Kleine Garten - Theologie
von Gabi Zimmermann, April 1967 (!)
Es waren einmal viele blühende Gärten in einem ansonsten recht kargen Gebiet. Und jeder von diesen Gärten hatte einen eigenen Gärtner, der für die Pflanzen Sorge trug und ihnen Wasser gab. Dazu wurde er auf besondere Weise ausgebildet und vor allem beauftragt.
Mit der Zeit geschah es nun, dass sich nicht mehr genügend Gärtner für all die Gärten zur Verfügung stellten, denn als Gärtner durfte man das ganze Leben lang keine Gärtnersfrau haben; und Gärtnerinnen kamen schon deshalb nicht in Frage, weil sie sich ihrer naturgegebenen Veranlagung gemäß nicht für das Ausgießen von Flüssigkeiten eigneten.
So wurden die verbliebenen Gärtner immer weniger und älter, aber sie taten ihr Bestes. Sie begannen zwischen den Gärten hin und her zu rasen, um sie wenigstens kurz zu tränken.
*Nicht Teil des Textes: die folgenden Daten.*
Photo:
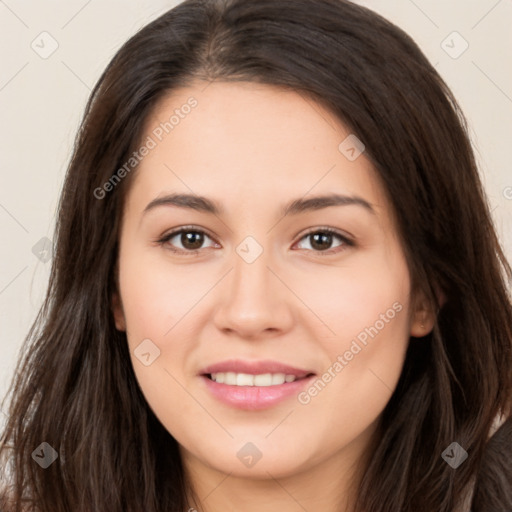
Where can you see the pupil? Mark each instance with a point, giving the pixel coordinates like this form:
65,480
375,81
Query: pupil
192,240
321,241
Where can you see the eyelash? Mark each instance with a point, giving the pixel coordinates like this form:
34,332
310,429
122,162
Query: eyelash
194,252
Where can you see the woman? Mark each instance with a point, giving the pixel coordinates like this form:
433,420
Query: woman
276,282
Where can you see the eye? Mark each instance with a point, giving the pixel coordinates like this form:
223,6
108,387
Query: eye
321,240
190,238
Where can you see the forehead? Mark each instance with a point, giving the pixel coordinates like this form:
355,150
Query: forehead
249,142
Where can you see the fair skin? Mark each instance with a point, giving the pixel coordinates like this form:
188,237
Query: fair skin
254,148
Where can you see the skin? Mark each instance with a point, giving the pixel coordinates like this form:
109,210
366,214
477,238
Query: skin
254,148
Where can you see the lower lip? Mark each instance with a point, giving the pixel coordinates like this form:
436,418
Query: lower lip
255,397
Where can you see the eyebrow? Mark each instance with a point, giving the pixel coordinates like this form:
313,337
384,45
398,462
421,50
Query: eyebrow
294,207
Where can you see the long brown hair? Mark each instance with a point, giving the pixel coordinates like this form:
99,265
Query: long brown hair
75,388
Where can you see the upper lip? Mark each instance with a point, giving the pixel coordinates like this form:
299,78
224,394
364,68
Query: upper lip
254,368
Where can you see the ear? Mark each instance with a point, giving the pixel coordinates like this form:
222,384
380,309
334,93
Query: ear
117,310
423,317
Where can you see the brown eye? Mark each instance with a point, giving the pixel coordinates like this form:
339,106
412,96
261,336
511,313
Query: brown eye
322,240
185,240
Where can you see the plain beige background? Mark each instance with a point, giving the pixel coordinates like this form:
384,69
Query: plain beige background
42,96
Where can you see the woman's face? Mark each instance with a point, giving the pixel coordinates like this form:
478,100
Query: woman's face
304,330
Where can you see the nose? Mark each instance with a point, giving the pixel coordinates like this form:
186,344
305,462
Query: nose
254,300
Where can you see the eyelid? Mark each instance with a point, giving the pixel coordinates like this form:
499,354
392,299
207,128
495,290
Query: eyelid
347,239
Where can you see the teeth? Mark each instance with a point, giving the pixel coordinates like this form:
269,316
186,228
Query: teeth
245,379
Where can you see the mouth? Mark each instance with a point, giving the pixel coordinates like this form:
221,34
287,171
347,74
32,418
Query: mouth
260,380
254,385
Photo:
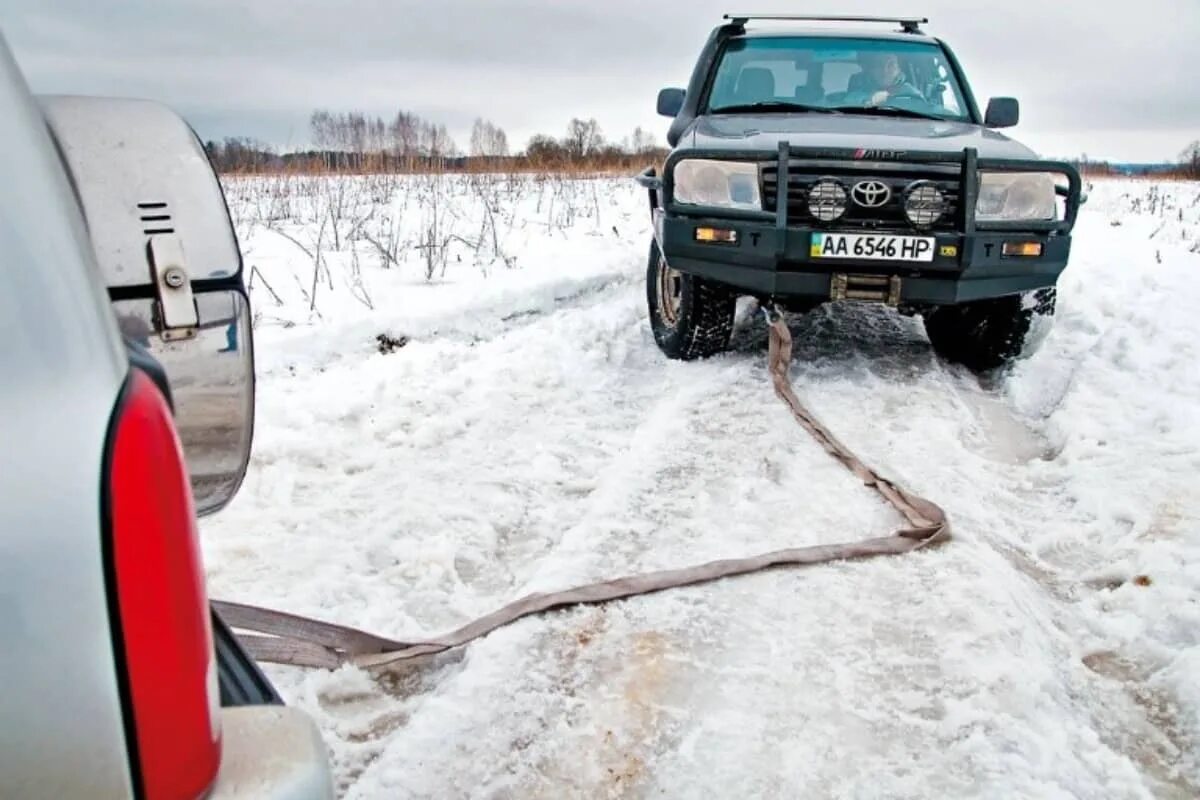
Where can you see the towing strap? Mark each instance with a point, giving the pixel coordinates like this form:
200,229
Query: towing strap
277,637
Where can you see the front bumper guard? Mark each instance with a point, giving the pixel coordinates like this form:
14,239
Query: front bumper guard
777,268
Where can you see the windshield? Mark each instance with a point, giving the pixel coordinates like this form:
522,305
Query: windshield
817,74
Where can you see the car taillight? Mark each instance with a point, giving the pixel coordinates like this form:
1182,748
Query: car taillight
162,601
Als aber auch das nicht mehr ausreichte, wurden (wenige) Botanik-Assistenten ausgebildet und angestellt. Diese pflegten nun die Blumen, legten sogar neue Beete an und predigten über die Bedeutung des Wassers. Sie machten den Schlauch bereit, füllten die Gießkannen und Eimer mit Wasser und stellten sie an den Rand des Gartens. Nur eines durften sie nicht: Die Blumen gießen!
So kam zunächst regelmäßig, dann ab und zu einer der vielbeschäftigten Gärtner vorbei, der die Blumen mittels der vorbereiteten Eimer und Schläuche mit Wasser übergoss. Allmählich vertrockneten die Blumen am Rande des Gartens, weil der Gärtner einfach keine Zeit und keine Kraft mehr hatte, jeweils den ganzen Garten zu tränken.
Gegen diesen Zustand, der vor allem für die Blumen unbefriedigend war, protestierten viele Gärtner und Botanik-Assistenten, aber der Obergartendirektor untersagte jede Änderung mit dem Argument, der Erfinder des Gartens, zu dem der Obergartendirektor eine gleichsam besondere Verbindung habe, wolle, was die schwindende Zahl der Gärtner beträfe, nichts, aber auch gar nichts von Gärtnerfrauen und Gärtnerinnen wissen.
Die regionalen Gartendirektoren sahen sich nun zu folgenden botanischen Notlösungen gezwungen:
1. Zusammenlegung mehrerer Gärten zu Plantagenverbänden mit wenig unterschiedlichen Blumen zwecks einfacherer Pflege und Bewässerung.
2. Anpflanzung von Blumen, die wenig Wasser brauchen, insbesondere Kakteen.
3. Aufklärung darüber, dass auch Wüstenpflanzen ihren Reiz haben.
4. Wöchentlicher Transport von Blumenkästen und Blumenkübeln zum Springbrunnen des regionalen Gartendirektors.
5. Herausgabe botanik-amtlicher Richtlinien für gärtnerlose Gartenpflege ohne Wasser.
In Notfällen kommt es bis heute vor, dass Botanik-Assistenten schon einmal Wasser auf die Blumen gießen, wobei aber von einigen selbst ernannten Wasserspezialisten deutlich klargestellt wird, dass das eigentlich kein Wasser sei! - Gott sei Dank regnet es zwischendurch!!!!!!!!!!